[Gluster-devel] solutions for split brain situation

Fri Sep 18 12:29:51 UTC 2009

On Fri, 18 Sep 2009 10:17:59 +0530
Anand Avati <avati at gluster.com> wrote:

> > Correct me if I am wrong, but GlusterFS uses extended attributes on the
> > directory to note if direct children of the directory have been updated. For
> > instance, if you remove a file and one node is down, self-heal will find
> > that the last directory change on the down node is older than that of the
> > other nodes, bringing any create/unlink operations into line with the other
> > nodes.
> 
> That is correct. This is exactly how things happen today.
> 
> > > This could mean that GlusterFS is too lax with regard to consistency
> > guarantees. If files can appear in the background, and magically be shown -
> > this indicates that GlusterFS is not enforcing use through the mount point,
> > which introduces the potential for inconsistent or faulty results. You are
> > asking for it to guess what you want, without seeing that what you are
> > asking for is incompatible with provisions for any guarantee of a consistent
> > view. That "it works" is actually more concerning to me that justifying over
> > your position. To me it says it's one more potential problem that I might
> > hit in the future. A file that should be removed magically re-appears - how
> > is this a good thing?
> >
> > I guess the last question is a good one for the developers. If the required
> > extended attributes do not exist on the backend, should the
> > files/directories (excluding the root directory) show in a stat() call? That
> > may be a blessing or curse for new users, especially when this post has been
> > going on about automatic creation of extended attributes for pre-existing
> > files in the backend.
> 
> We view the situation from a different point of view.
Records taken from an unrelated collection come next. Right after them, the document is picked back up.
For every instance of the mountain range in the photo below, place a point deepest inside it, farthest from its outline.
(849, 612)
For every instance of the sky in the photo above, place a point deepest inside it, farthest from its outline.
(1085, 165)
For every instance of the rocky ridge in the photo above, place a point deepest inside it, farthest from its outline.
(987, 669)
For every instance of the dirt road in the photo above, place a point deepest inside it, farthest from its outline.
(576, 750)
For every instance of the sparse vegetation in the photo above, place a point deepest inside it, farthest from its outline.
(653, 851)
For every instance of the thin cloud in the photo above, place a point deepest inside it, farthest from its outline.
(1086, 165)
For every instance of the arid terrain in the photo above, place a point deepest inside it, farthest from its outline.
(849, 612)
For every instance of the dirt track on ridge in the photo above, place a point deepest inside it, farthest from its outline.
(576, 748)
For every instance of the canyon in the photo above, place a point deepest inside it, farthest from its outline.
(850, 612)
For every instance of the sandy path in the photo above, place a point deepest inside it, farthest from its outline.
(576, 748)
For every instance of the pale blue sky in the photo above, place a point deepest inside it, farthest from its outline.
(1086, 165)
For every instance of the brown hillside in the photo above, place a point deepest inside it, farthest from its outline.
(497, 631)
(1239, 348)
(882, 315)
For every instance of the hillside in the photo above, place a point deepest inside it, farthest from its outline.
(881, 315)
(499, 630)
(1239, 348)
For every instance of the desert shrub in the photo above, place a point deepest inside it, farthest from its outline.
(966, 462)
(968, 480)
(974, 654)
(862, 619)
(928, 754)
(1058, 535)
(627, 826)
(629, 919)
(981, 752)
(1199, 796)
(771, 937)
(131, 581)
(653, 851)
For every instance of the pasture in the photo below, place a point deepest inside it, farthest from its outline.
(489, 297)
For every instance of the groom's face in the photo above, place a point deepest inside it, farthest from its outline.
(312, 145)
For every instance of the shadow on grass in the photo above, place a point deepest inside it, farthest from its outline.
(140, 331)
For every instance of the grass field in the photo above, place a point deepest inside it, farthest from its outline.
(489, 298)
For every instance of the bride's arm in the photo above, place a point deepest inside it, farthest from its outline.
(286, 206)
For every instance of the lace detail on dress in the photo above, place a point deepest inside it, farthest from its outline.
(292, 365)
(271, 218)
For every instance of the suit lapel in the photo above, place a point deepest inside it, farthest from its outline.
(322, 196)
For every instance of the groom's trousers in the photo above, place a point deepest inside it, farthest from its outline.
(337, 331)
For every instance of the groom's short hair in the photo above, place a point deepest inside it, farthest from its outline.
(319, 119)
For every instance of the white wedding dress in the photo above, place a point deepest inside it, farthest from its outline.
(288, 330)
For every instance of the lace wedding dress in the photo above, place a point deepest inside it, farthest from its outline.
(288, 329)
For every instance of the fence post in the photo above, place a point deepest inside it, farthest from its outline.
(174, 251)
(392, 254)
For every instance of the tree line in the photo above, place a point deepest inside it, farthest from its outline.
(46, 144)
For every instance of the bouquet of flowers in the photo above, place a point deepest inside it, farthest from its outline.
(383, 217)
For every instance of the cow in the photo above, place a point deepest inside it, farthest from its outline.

When a file
> appears in the backend without extended attributes, the benefit of
> doubt is given to the user that the file was actually previously
> created from the mountpoint and the extended attributes were lost in
> an fsck - because we ourselves have seen some filesystems just prune
> off extended attributes when running fsck. In fact the very same
> situation where an entire rack power was tripped and both servers
> ended up with files without extended attributes.
> 
> One way to look at this is that the replicate module is being very lax
> about things without considering various scenarios. On the other hand,
> we have carefully analysed various scenarios of network outages,
> server reboots and disk fsck results - at various stages of the
> transaction getting aborted and come to the decisions of whatever
> self-heal does today. Every behavior of self heal (including healing a
> file which got written to the backend directly) is intentional, but
> the rationale might be different from the soft-migration feature or
> feature to add files into the backend directly. Adding files directly
> to the backend is basically misusing the self-heal. If you feel any of
> the self-heal behavior is not supposed to be the way it should be, we
> welcome you to bring it up for discussion.
> 
> The self-healing approach follows a best-effort strategy to fix back
> things wherever it can. Whenever in doubt about a decision which could
> result in data loss, it takes a conservative approach of preserving
> data. For example, when one of your disks is fsck'ed and some file is
> orphan-inode'd and disappears from the disk mount, then this is
> equivalent to rm'ing the file directly from the backend with no traces
> in the parent directectory xattrs. Next time the file is stat()'ed,
> the parent directory journals say everything is consistant, but the
> file is only partially existing. Should the file be deleted or
> recreated? Whenever any such doubts (not just this specific case, but
> any kind of doubt) are existing, glusterfs follows the conservative
> approach of healing the content back on all the servers. Self-heal
> deletions happen only when the extended attributes of the directory
> unambiguously show that the file was supposed to be deleted.
> 
> The side-effect of this 'conservative' approach is that, glusterfs
> appears to support soft-migration - while this was not the intended
> feature. We neither QA nor document this "feature". If you understand
> the implications completely after reading the source, and think that
> this works for you, feel free to migrate like this. Just be aware that
> this is an undocumented feature and any issues/races which might show
> up in the process will be unsupported.
> 
> So if you come up with a scenario where a file which was supposed to
> be gone, but gets recreated, then it is very likely that there is
> another point of view or scenario where the same backend state is
> reached where the file was supposed to exist - and glusterfs self-heal
> takes the conservative approach of not destroying data when a
> potential doubt exists. In simple cases where rm happens with a server
> down, self-heal does indeed delete the file when the down server comes
> back.
> 
> Avati

I can't help being reminded on G'Kar writing the declaration for the
Interstellar Alliance on Babylon 5 :-)
I take your words as a warm welcome to accept your sight of the requested
feature declaration as being an accepted case of backend failure.
It is ok for me if you talk about "accepted case of failure" and me talk about
"local feed feature". As long as we mean the same thing we are one.

-- 
Regards,
Stephan